Note that the key “format” can very well be “natural language messages encoded in UTF-8 to be read by humans”, and then you can use the key to sign or encrypt email and such. But, then the key cannot be used for any automated purpose (like login) unless the protocol specifies an unambiguous natural-language “envelope” for its payload. Most such protocols (such as SSH authentication) do no such thing. (This is why, even though SSH and PGP both typically use RSA, you should NOT convert your PGP key into an SSH key nor vice versa.)

Another valid way to allow one key to be used for multiple purposes is to make sure all signed messages begin with a “context string”, for example as recommended by Adam Langley for TLS. However, in this case, all applications which use the key for signing must include such a context string, and context strings must be chosen to avoid conflicts.

But probably better than either of the above is to use a different key for each purpose. So, your PGP master key should not be used for anything except signing subkeys. Unfortunately, PGP subkeys do not allow you to express much about the purpose of subkeys – you can only specify “encryption”, “signing”, “certification”, or “authentication”. This does not seem good enough – e.g. an “authentication” key still cannot safely be used for SSH login because a malicious SSH server could still trick you into signing an SSH login request that happens to be a valid authentication request for a completely different service in a different format. (Admittedly, this possibility seems unlikely, but tricking an HTTP client into talking to a server expecting a completely different protocol also seems unlikely, yet it works e.g. with IRC. We can’t really prove that no other protocol is designed exactly wrong such that it interprets SSH’s authentication signatures as something else.) Alas, in practice, SSH is exactly what the “authentication” subkey type is used for!
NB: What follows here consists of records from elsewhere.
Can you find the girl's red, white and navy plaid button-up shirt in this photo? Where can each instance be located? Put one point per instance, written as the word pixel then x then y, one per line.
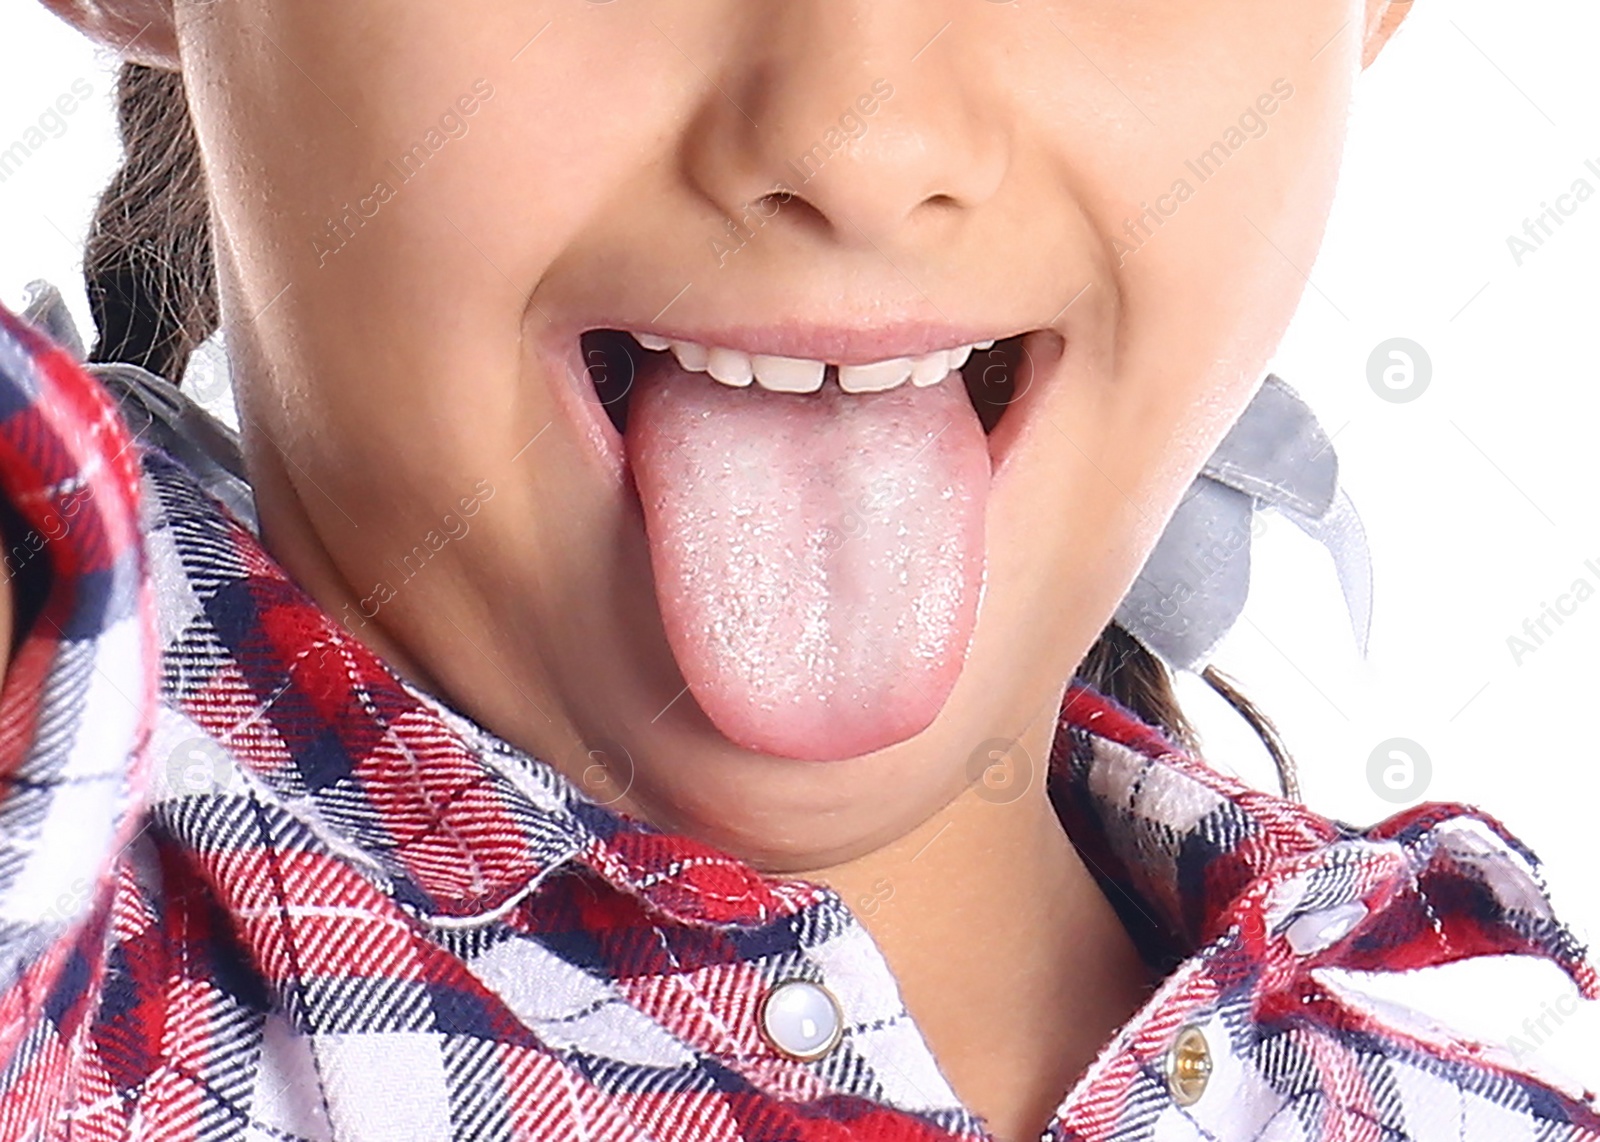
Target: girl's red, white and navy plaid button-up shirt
pixel 257 887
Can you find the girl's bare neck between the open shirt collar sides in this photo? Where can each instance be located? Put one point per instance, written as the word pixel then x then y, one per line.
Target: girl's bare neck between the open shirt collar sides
pixel 1009 957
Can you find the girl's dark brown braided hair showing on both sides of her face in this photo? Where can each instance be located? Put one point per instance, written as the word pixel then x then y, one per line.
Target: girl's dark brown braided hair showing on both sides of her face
pixel 153 290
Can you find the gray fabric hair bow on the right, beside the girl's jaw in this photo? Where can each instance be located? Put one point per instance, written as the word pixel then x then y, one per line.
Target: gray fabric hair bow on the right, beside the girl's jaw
pixel 1194 585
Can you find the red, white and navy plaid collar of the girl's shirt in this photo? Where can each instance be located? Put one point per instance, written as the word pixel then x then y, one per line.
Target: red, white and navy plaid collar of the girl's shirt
pixel 460 826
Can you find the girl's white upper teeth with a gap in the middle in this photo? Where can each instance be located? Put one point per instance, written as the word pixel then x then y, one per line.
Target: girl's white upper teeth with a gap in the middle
pixel 802 375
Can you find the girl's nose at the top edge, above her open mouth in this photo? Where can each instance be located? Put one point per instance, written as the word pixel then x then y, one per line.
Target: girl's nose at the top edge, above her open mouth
pixel 860 111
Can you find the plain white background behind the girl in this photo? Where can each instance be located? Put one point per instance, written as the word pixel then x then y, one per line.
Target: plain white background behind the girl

So, perhaps SSH should be considered the de facto standard format for PGP’s “authentication” keys, and if you implement an authentication system that accepts PGP keys designated for authentication, you should be sure to exactly match SSH’s authentication signature format.

Similarly, X.509 certificates have the “extended key usage” extension to specify a key’s designated purpose, but the options here are similarly limited.

Another line of thought says simply: “Don’t use signatures for anything except signing certificates.” Indeed, signing email is arguably a bad idea: it means that not only can the recipient verify that it came from you, but the recipient can prove to other people that you wrote the message, which is perhaps not what you really wanted. Similarly, when you log into a server, you probably don’t want that server to be able to prove to the rest of the world that you logged in (as SSH servers currently can do!). What you probably really wanted is a zero-knowledge authentication system where only the recipient can know for sure that the message came from you (which can be built on, for example, key agreement protocols).

In any case, when Sandstorm implements authentication based on public keys, it will probably not be based on signatures. But, we still have more research to do here.

Thanks to Ryan Sleevi, Tony Arcieri, and Glenn Willen for providing pointers and insights that went into writing this article. However, any misunderstandings of cryptography are strictly my own.